Di Indonesia sendiri chatbots yang identik dengan AI kini tengah naik daun dan dinilai memiliki potensi pengembangan bisnis yang bagus. Adrian menjelaskan bahwa salah satu alasan chatbot mulai dilirik yaitu karena chat adalah UI (User Interaction) yang paling mudah dan sederhana untuk digunakan oleh pengguna awal internet atau e-commerce untuk berinteraksi. Perusahaan seperti YesBoss yang telah mengembangkan NLP dan memungkinkan orang untuk secara mudah meminta layanan apapun melalui chatting adalah salah satu bukti yang sangat populer.

Lebih jauh, Adrian mengatakan, “Meski chatting adalah UI yang kuat untuk meningkatkan konversi dan interaksi secara tradisional, ini sangat unscalable. Anda memerlukan operator manusia di sisi lain. Namun, kemajuan dalam NLP dan dasar AI memungkinkan kita untuk mengotomatisasi interaksi chatting yang kemudian membuat UI chatting terukur dan bisa dikomersilkan.”

Sementara itu Jim menyampaikan jawaban yang diperolehnya dari Yohanes Nugroho terkait dengan popularitas bot yang mulai naik.

“Ada faktor kejenuhan pengguna pada apa yang ditawarkan ‘apps’ pada umumnya, selain itu kebanyakan UI/UX dari ‘apps’ tersebut dinilai kurang baik sehingga membuat repot pengguna dalam menemukan apa yang mereka cari.”

Faktor lain yang membuat popularitas teknologi chatbots naik yang disampaikan oleh Irzan adalah pesatnya perkembangan media sosial dan karakter orang Indonesia yang gemar mengobrol lewat aplikasi.

Pendekatan mengembangkan bisnisnya di tahap awal

Kecerdasan buatan dan bot butuh masukan data yang memadai dan kolaborasi berbagai pihak / Flickr - Sean Davis
Kecerdasan buatan dan bot butuh masukan data yang memadai dan kolaborasi berbagai pihak / Flickr – Sean Davis

Sebagai salah satu pemain di industri, Irzan sendiri optimis dengan arah perkembangan AI di Indonesia ke depannya. Ada banyak ranah yang bisa dijamah oleh AI, mulai dari e-commerce, institusi finansial, hingga pemerintahan.
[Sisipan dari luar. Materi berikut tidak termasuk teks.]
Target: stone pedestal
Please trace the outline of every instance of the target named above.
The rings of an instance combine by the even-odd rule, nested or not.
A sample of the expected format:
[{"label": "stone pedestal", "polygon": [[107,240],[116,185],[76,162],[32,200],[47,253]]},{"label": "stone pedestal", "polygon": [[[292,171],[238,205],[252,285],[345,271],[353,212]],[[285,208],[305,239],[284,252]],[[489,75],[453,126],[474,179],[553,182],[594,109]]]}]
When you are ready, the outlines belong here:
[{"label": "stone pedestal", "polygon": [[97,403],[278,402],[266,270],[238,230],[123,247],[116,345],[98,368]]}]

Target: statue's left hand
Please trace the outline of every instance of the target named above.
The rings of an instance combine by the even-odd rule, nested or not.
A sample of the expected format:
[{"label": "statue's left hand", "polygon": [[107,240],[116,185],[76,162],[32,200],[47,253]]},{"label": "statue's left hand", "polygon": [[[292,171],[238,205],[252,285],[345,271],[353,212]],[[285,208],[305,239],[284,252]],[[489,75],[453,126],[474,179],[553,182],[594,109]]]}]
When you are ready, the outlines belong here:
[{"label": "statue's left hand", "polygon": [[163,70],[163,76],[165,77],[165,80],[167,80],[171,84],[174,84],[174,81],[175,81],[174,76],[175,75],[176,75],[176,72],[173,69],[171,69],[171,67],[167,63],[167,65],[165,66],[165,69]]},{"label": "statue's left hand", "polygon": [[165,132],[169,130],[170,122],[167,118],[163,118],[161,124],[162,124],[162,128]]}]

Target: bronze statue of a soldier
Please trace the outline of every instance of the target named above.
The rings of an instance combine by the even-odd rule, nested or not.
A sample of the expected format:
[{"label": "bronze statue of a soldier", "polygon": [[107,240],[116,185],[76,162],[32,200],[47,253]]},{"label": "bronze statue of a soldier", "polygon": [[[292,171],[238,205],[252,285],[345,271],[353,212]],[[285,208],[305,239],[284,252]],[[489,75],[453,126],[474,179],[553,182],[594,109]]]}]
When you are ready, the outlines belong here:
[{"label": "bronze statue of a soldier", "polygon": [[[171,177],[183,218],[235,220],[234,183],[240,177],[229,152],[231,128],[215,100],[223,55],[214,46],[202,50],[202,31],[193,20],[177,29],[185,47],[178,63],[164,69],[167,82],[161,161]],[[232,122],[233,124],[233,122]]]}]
Singapura pun kini tengah dalam perbincangan mengembangkan chatbots dan Irzan percaya bahwa Indonesia juga bisa melakukan hal yang sama ke depannya meski waktu yang dibutuhkan akan jauh lebih lama mengingat keragaman bahasa yang dimiliki.
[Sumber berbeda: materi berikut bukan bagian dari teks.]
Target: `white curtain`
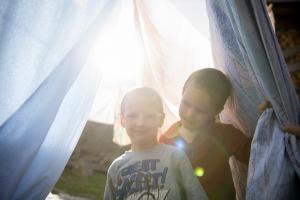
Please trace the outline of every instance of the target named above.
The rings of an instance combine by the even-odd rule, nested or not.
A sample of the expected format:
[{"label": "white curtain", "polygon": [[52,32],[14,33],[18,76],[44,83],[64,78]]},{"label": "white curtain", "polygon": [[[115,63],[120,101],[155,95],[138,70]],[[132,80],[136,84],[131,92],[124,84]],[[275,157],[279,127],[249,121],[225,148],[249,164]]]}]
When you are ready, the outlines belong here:
[{"label": "white curtain", "polygon": [[[299,101],[266,2],[207,0],[207,5],[214,60],[237,96],[238,107],[227,117],[253,135],[246,198],[299,199],[300,143],[281,130],[287,122],[299,124]],[[259,116],[264,99],[273,108]]]},{"label": "white curtain", "polygon": [[99,66],[106,69],[102,69],[91,120],[116,123],[114,140],[128,144],[118,124],[120,99],[128,89],[146,85],[156,89],[164,101],[163,132],[178,120],[181,90],[188,75],[213,67],[205,1],[122,1],[106,30],[100,40],[108,44],[101,42],[98,49],[107,58],[99,61],[105,62]]},{"label": "white curtain", "polygon": [[88,53],[115,1],[2,1],[0,199],[45,199],[88,118]]},{"label": "white curtain", "polygon": [[199,11],[204,1],[2,1],[0,199],[44,199],[88,116],[118,122],[132,87],[157,89],[165,127],[177,120],[184,80],[212,67]]}]

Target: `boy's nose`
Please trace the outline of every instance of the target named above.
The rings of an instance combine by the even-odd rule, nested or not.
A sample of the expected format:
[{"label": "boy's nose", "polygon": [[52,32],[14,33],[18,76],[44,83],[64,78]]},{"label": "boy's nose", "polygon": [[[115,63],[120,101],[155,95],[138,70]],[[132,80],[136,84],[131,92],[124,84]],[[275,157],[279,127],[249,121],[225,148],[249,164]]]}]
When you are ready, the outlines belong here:
[{"label": "boy's nose", "polygon": [[146,123],[145,117],[143,116],[138,116],[136,119],[136,125],[137,126],[142,126]]}]

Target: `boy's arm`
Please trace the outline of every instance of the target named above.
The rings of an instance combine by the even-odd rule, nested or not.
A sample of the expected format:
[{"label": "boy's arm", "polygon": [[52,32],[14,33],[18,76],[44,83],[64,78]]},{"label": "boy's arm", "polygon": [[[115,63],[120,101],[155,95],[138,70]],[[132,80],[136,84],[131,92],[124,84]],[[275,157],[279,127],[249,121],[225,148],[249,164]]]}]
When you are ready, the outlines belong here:
[{"label": "boy's arm", "polygon": [[179,161],[179,171],[182,180],[182,189],[186,195],[186,199],[189,200],[202,200],[208,199],[206,192],[199,183],[198,179],[194,174],[192,165],[185,155],[182,153],[182,159]]},{"label": "boy's arm", "polygon": [[242,134],[242,141],[239,143],[237,150],[233,153],[233,155],[244,163],[245,165],[249,164],[250,158],[250,150],[251,150],[251,139],[247,138],[243,133]]},{"label": "boy's arm", "polygon": [[251,138],[248,138],[240,130],[233,126],[226,126],[223,129],[223,142],[229,155],[234,155],[237,160],[248,165],[251,149]]},{"label": "boy's arm", "polygon": [[111,177],[111,170],[109,169],[107,172],[107,179],[106,179],[106,185],[104,190],[104,200],[115,200],[116,199],[116,192],[113,185],[113,180]]},{"label": "boy's arm", "polygon": [[[262,114],[267,108],[272,108],[272,104],[268,100],[264,100],[261,104],[258,105],[259,111]],[[298,139],[300,138],[300,126],[287,123],[283,126],[282,129],[283,132],[285,133],[290,133],[295,135]]]}]

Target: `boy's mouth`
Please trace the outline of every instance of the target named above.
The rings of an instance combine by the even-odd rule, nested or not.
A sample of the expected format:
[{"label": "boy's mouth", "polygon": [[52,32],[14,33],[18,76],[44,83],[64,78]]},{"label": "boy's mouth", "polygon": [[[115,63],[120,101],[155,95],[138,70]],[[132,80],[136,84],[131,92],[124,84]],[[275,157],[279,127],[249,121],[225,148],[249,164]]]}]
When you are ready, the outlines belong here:
[{"label": "boy's mouth", "polygon": [[136,129],[134,132],[136,133],[146,133],[148,130],[147,129]]},{"label": "boy's mouth", "polygon": [[188,129],[188,130],[195,130],[197,129],[199,123],[198,122],[192,122],[192,121],[188,121],[188,120],[185,120],[185,119],[182,119],[181,120],[181,124],[184,128]]}]

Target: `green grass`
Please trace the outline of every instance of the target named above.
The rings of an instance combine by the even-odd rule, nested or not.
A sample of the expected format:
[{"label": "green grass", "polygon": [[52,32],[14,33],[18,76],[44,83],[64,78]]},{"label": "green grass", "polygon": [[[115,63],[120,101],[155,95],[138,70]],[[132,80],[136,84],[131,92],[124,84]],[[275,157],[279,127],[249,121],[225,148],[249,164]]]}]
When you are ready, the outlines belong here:
[{"label": "green grass", "polygon": [[106,174],[104,173],[94,172],[90,176],[82,177],[69,168],[65,168],[54,187],[54,192],[64,192],[73,196],[102,200],[105,181]]}]

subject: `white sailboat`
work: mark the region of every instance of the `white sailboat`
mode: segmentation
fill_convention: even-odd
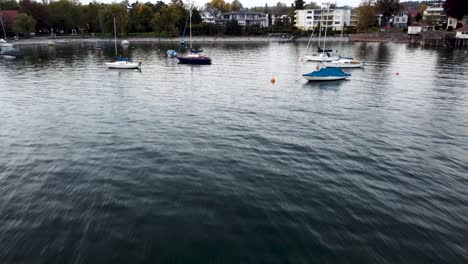
[[[138,69],[141,67],[141,62],[133,62],[128,58],[122,58],[117,55],[117,29],[115,26],[114,17],[114,46],[115,46],[115,61],[106,62],[106,66],[112,69]]]
[[[327,17],[328,17],[328,12],[329,11],[330,11],[330,4],[327,4]],[[320,24],[323,22],[322,17],[323,17],[323,11],[320,13],[320,21],[319,21]],[[327,52],[327,50],[325,49],[325,44],[326,44],[326,41],[327,41],[327,28],[328,28],[327,24],[328,24],[328,19],[325,20],[325,33],[324,33],[324,37],[323,37],[322,52],[317,54],[317,55],[306,55],[306,56],[304,56],[304,59],[306,61],[329,62],[329,61],[335,61],[335,60],[340,59],[339,56],[332,55],[329,52]],[[320,32],[319,32],[319,45],[320,45],[320,35],[321,35],[321,33],[322,33],[322,27],[320,27]]]
[[[2,23],[2,29],[3,29],[3,39],[0,39],[0,50],[3,50],[4,48],[12,48],[13,44],[8,43],[6,41],[7,36],[6,36],[6,31],[5,31],[5,25],[3,24],[3,18],[0,16],[0,22]]]
[[[340,50],[343,43],[344,26],[341,28]],[[364,60],[355,59],[352,57],[341,57],[338,60],[327,61],[323,63],[327,68],[363,68]]]

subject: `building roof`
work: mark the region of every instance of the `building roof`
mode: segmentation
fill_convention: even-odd
[[[205,8],[205,10],[203,10],[203,12],[205,12],[205,11],[210,13],[214,17],[218,16],[218,14],[220,13],[217,8],[212,8],[212,7]]]
[[[223,13],[223,15],[244,15],[244,14],[249,14],[249,15],[265,15],[265,13],[250,12],[250,11],[234,11],[234,12],[226,12],[226,13]]]
[[[13,24],[18,16],[18,10],[2,10],[0,16],[5,24]]]
[[[455,30],[457,32],[468,32],[468,25],[464,25],[463,27]]]

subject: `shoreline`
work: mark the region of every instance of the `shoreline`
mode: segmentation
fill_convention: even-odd
[[[128,40],[130,43],[178,43],[180,41],[179,37],[128,37],[128,38],[117,38],[117,42],[122,40]],[[113,38],[105,37],[34,37],[34,38],[25,38],[17,41],[9,40],[13,45],[48,45],[50,41],[54,44],[86,44],[86,43],[99,43],[99,42],[113,42]],[[313,37],[311,42],[317,42],[318,37]],[[363,36],[360,34],[349,35],[341,37],[327,37],[327,41],[337,42],[395,42],[395,43],[404,43],[407,41],[401,41],[398,38],[385,38],[382,36]],[[188,38],[185,38],[185,42],[188,42]],[[299,37],[296,39],[286,39],[276,36],[252,36],[252,37],[213,37],[213,36],[197,36],[192,37],[192,42],[195,43],[293,43],[293,42],[308,42],[309,37]]]

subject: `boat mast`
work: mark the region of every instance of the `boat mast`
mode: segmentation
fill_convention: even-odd
[[[327,40],[327,27],[328,27],[328,12],[330,10],[330,3],[327,3],[327,19],[325,20],[325,33],[323,35],[323,49],[322,52],[325,53],[325,42]]]
[[[192,49],[192,8],[193,5],[190,6],[190,49]]]
[[[0,16],[0,21],[2,21],[3,36],[4,36],[5,41],[6,41],[6,40],[7,40],[7,36],[6,36],[6,31],[5,31],[5,25],[3,25],[3,18],[2,18],[2,16]]]
[[[339,52],[341,52],[341,48],[343,46],[343,31],[344,31],[345,24],[346,23],[344,23],[344,21],[343,21],[343,25],[341,26],[340,51]]]
[[[117,58],[117,29],[115,27],[115,17],[114,17],[114,46],[115,46],[115,57]]]
[[[320,37],[322,36],[322,17],[323,17],[323,10],[320,10],[320,19],[319,19],[319,39],[318,39],[318,47],[320,48]]]

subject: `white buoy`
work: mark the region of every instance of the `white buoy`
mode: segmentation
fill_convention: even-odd
[[[130,45],[130,42],[126,39],[122,40],[122,42],[120,43],[122,46],[128,46]]]

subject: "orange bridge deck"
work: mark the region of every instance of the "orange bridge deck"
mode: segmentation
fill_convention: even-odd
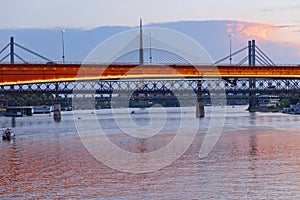
[[[130,64],[0,64],[0,85],[80,80],[273,78],[298,79],[300,66],[192,66]]]

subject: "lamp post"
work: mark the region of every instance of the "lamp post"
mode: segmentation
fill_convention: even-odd
[[[62,42],[62,62],[65,64],[65,40],[64,40],[64,33],[65,30],[61,30],[61,42]]]
[[[150,64],[152,64],[152,47],[151,47],[151,43],[152,43],[152,33],[149,33],[149,37],[150,37]]]
[[[233,36],[233,34],[228,34],[227,36],[229,37],[229,65],[231,65],[231,61],[232,61],[232,57],[231,57],[231,37]]]

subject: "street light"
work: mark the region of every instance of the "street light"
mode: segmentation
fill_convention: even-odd
[[[62,42],[62,62],[65,64],[65,40],[64,40],[64,33],[65,30],[61,30],[61,42]]]
[[[227,36],[229,37],[229,64],[231,65],[231,61],[232,61],[232,57],[231,57],[231,37],[233,36],[233,34],[228,34]]]
[[[150,57],[149,57],[149,59],[150,59],[150,64],[152,64],[152,49],[151,49],[151,43],[152,43],[152,33],[149,33],[149,37],[150,37]]]

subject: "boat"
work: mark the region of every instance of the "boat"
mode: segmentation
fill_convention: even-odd
[[[2,139],[3,140],[12,140],[15,138],[15,134],[13,133],[13,130],[10,128],[7,128],[5,131],[2,133]]]

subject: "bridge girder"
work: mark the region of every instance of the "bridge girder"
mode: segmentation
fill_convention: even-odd
[[[300,94],[299,79],[257,79],[254,88],[249,88],[248,79],[235,79],[234,81],[224,79],[111,80],[0,86],[0,103],[2,105],[10,102],[18,104],[18,99],[23,103],[36,101],[43,104],[53,103],[55,100],[66,102],[75,95],[93,96],[107,101],[113,95],[128,96],[134,93],[144,94],[148,100],[176,99],[176,95],[192,99],[197,96],[199,80],[202,81],[200,98],[204,99],[209,99],[213,93],[226,94],[227,99],[248,99],[250,93],[278,95],[285,98],[298,98]],[[187,91],[192,96],[186,97]],[[136,100],[139,99],[136,98]]]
Jim mengatakan, “Untuk konteks chatbots, saya melihat potensi implementasi yang berhubungan dengan pelayanan pelanggan [customer service] dan layanan asisten digital yang bisa berfungsi sebagai pemberi rekomendasi produk. Pendapat saya tersebut didasarkan atas obvervasi personal saya terhadap pola interaksi pengguna dengan pembuat produk maupun penyedia layanan. Misalnya […] cukup banyaknya akun resmi jenama [merek] di Twitter atau Facebook Pages mulai menanggapi keluhan layanan yang disampaikan.”

Pun demikian, ada beberapa tantangan yang akan dihadapi oleh para pelaku pengembang AI di Indonesia. Irzan dan Adrian senada menyebutkan bahwa mengumpulkan data adalah salah tantangan terbesar dalam mengembangkan AI. Konsistensi penggunaan bahasa Indonesia oleh penuturnya baik secara lisan maupun tulisan juga akan menjadi salah satu tantangan lainnya.

Adrian mengatakan, “Salah satu tantangan utama dengan mengembangkan NLP yang diandalkan untuk chatting AI adalah input data yang cukup. Pengembangannya tidak hanya menciptakan kode yang dapat memahami permintaan manusia, tetapi input data yang besar dari permintaan juga dibutuhkan dalam rangka menciptakan pengenalan pola dan memahami semua jenis variasi dalam membuat permintaan. Oleh karena itu dalam rangka untuk mengembangkan mesin NLP diandalkan perusahaan akan perlu memiliki volume besar [1M +] permintaan untuk belajar dari itu.”

Adrian dan Irzan juga menyampaikan nada yang sama bahwa di fase awal ini layanan gratis akan diperlukan dalam rangka mengembangkan bot. Namun, ke depannya chatting sebagai sebuah layanan on demand berbasis AI akan menjadi bisnis yang handal dan bisa ditawarkan kepada UKM atau pedang untuk pemasaran produk yang lebih baik.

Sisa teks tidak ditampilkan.